Installing Packages from the S3 Repository
bash
pip install --no-index --find-links=https://your-bucket-name.s3.amazonaws.com/python-packages/ -r requirements.lock
Optimizing Deployment for Multi-OS Environments
For organizations supporting multiple operating systems (Windows, RHEL, SUSE, Ubuntu, etc.), maintain OS-specific package directories in S3:
arduino
s3://your-bucket-name/python-packages/
├── windows/
├── rhel9/
├── suse15/
├── ubuntu22/
Use the correct package source depending on the OS type:
bash
ppip install --find-links=https://your-bucket-name.s3.amazonaws.com/python-packages/rhel9/ -r requirements.lock
Automating Deployment with AWS Systems Manager
To streamline installation across multiple air-gapped EC2 instances, use AWS Systems Manager Run Command.
Example: Automating Python Installation with SSM
Create an AWS SSM Automation Document to:
SSM Document Example (YAML)
yaml
schemaVersion: '2.2'
description: "Install Python packages from S3"
mainSteps:
- action: aws:runShellScript
name: InstallPythonPackages
inputs:
runCommand:
- "aws s3 cp --recursive s3://your-bucket-name/python-packages/ /tmp/python-packages/"
- "pip install --no-index --find-links=file:///tmp/python-packages/ -r /tmp/python-packages/requirements.lock"
This ensures instances retrieve and install packages securely from AWS S3.
Lessons Learned from Implementing This Solution
✔ Pre-compile dependencies with pip-compile – Avoid missing packages and ensure version consistency.
✔ Use S3 as an internal PyPI alternative – Enables scalable, air-gapped installations.
✔ Automate with AWS Systems Manager – Eliminates manual intervention and enforces consistency.
✔ Structure packages by OS type – Avoids compatibility issues with OS-specific dependencies.
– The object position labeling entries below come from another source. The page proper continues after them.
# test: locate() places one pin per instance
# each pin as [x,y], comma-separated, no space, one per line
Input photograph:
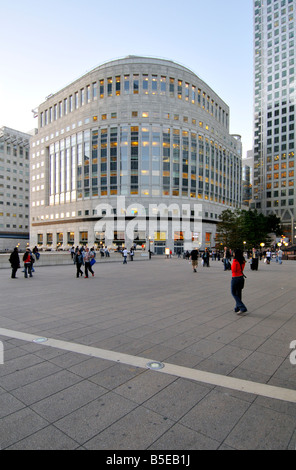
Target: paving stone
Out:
[53,398]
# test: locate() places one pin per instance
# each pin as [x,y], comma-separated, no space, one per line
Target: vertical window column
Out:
[113,161]
[134,160]
[166,162]
[124,138]
[104,155]
[176,162]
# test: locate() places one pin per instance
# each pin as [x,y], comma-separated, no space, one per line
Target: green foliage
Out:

✔ Harden security by limiting access – Use IAM policies to restrict package access to authorized EC2 instances.
Conclusion
Automating Python package installation in air-gapped environments doesn’t have to be a manual process. By leveraging:
✅ pip-compile for dependency resolution
✅ AWS S3 for private package storage
✅ Custom pip configurations to prevent PyPI access
✅ AWS Systems Manager for deployment automation
Organizations can efficiently manage Python dependencies without requiring internet access.
🔹 Key Takeaways:
✅ Pre-download & package dependencies
✅ Host them in a secure AWS S3 bucket
✅ Configure pip to install only from S3
✅ Automate deployments using AWS Systems Manager
By implementing this approach, teams can ensure compliance, security, and automation in air-gapped environments.